Biodegradation kinetics of batch and continuous wood chip (Betula sp. and Pinus sp.) reactors activated with white-rot fungus (Phanerochaete chrysosporium).

摘要

This dissertation presents the experimental design and results of research which studies in the laboratory and in models the biodegradation kinetics of batch and continuous wood chip reactors seeded with white-rot fungus and exposed to hazardous liquids. Batch reactor tests are conducted using 4-chlorophenol (4-CP) as a model compound to evaluate the effect of carbon and nitrogen deficiencies on the ability of white-rot fungus immobilized on wood chips to degrade 4-CP. The white-rot fungus degraded 4-CP (71.1-83.0%) under all tested treatment conditions including the non-glucose and non-nitrogen treatment. 4-CP is degraded to a greater extent in the non-glucose treatment (83.0%) than in the glucose treatment (78.6%). Continuous-flow reactor tests are conducted in specially designed reactor systems. These continuous reactor tests use 2,4-dichlorophenol (2,4-DCP) as a model compound to evaluate important reactor parameters and the inhibition effect of 2,4-DCP on the biodegradation enzymes in wood chip reactor systems.
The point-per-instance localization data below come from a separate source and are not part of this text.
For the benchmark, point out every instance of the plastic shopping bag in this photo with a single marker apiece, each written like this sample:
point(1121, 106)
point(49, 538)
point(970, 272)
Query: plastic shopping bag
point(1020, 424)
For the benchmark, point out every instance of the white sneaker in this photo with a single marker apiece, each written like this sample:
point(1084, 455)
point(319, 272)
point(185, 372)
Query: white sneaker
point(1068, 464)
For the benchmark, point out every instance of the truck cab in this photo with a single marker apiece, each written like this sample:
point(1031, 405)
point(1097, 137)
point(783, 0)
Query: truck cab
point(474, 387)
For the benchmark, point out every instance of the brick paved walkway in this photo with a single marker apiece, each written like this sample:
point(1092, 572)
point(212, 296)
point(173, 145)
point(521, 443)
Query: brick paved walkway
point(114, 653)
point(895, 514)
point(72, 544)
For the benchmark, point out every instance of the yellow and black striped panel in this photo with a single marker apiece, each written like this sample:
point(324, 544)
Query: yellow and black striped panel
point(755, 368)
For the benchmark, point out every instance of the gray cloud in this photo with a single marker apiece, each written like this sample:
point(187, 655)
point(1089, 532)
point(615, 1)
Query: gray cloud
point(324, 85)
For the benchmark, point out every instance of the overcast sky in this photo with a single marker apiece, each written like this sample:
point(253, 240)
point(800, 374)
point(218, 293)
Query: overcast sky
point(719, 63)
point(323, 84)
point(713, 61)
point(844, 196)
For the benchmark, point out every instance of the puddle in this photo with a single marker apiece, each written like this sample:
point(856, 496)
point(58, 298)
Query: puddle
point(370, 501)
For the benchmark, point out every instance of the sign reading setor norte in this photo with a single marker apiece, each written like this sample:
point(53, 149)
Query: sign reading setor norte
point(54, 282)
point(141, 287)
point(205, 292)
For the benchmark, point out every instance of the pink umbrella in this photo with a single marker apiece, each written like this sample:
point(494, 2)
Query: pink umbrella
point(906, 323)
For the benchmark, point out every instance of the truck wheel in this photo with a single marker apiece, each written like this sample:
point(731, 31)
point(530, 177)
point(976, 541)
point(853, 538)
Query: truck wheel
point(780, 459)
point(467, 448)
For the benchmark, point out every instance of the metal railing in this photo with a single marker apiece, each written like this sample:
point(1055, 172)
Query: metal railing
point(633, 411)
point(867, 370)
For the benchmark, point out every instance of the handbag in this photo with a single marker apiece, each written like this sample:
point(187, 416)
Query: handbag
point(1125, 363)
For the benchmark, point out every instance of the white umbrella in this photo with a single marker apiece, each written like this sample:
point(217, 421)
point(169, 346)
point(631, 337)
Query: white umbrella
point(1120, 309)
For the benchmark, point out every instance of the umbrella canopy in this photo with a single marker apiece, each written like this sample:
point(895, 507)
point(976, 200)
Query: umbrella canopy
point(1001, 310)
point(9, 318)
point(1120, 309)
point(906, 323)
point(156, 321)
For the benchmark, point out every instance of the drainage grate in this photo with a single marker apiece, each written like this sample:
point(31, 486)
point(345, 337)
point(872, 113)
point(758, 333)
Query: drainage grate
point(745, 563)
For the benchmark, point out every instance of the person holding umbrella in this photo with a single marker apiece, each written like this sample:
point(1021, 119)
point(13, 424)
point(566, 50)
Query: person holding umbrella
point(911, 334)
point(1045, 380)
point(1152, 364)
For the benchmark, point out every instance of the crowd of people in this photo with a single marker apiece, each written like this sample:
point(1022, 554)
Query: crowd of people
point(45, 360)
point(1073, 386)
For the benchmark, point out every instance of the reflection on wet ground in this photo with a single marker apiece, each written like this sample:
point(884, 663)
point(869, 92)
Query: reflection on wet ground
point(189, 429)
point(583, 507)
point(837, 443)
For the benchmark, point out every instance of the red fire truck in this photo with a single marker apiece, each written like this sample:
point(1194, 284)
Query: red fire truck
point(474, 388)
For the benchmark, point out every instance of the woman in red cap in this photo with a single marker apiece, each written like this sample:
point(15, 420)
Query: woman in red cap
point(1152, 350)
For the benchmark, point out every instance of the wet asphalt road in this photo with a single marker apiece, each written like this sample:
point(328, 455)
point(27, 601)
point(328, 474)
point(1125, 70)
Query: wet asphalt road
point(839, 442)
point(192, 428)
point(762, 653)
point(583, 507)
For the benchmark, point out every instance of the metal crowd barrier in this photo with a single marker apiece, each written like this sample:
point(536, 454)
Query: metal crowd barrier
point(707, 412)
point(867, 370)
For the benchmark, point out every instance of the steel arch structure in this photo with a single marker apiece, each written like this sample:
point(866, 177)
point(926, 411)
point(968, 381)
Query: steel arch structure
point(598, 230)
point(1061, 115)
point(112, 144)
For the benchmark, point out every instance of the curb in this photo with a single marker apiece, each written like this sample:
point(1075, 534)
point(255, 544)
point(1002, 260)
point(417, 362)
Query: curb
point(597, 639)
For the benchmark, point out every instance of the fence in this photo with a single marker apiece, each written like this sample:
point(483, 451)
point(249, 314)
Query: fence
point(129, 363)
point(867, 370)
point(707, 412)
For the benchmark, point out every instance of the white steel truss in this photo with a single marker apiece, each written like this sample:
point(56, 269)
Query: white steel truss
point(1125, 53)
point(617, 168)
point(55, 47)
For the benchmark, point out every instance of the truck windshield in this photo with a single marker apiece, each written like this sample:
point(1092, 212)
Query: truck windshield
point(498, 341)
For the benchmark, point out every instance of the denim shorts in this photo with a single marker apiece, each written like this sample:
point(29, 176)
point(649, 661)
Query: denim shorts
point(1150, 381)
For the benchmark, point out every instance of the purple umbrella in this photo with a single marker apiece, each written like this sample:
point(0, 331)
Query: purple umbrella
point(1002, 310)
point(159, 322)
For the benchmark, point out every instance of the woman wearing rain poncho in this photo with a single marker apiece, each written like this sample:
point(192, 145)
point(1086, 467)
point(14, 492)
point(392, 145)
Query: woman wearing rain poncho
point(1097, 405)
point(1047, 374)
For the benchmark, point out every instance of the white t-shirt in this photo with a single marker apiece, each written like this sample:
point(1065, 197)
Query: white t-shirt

Under non-glucose treatment conditions the wood chip reactor system is seen to have a high degradation efficiency and operate continuously without excessive fungal biomass buildup on the wood chips. In the presence of added glucose, a clogging problem and an effluent contamination problem of fungal cells are found during reactor operation. Further, 2,4-DCP is effectively degraded both under low-nitrogen (0.012 g/L of NH{dollar}sb4{dollar}Cl) as well as high-nitrogen (0.12 g/L of NH{dollar}sb4{dollar}Cl) treatment conditions. 2,4-DCP is degraded to a greater extent with small size wood chips (5 mm dia x 5 mm long) and birchwood chips (Betula sp.) as opposed to pine (Pinus sp.) as a carbon source. The inhibition kinetics of 2,4-DCP is modeled with a mass balance equation of plug-flow reactor and a substrate inhibition equation for the reaction rate. Two statistical techniques are developed in this research to determine a steady state in laboratory and field bioremediation tests. The results of this research demonstrate a potential application of wood chip reactor systems for the treatment of contaminated water streams while expanding the use of historically wasted forest products. A buffer strip using fungi-activated wood chips is suggested to attack herbicide or pesticide contaminated water flowing from agricultural land to receiving rivers or streams.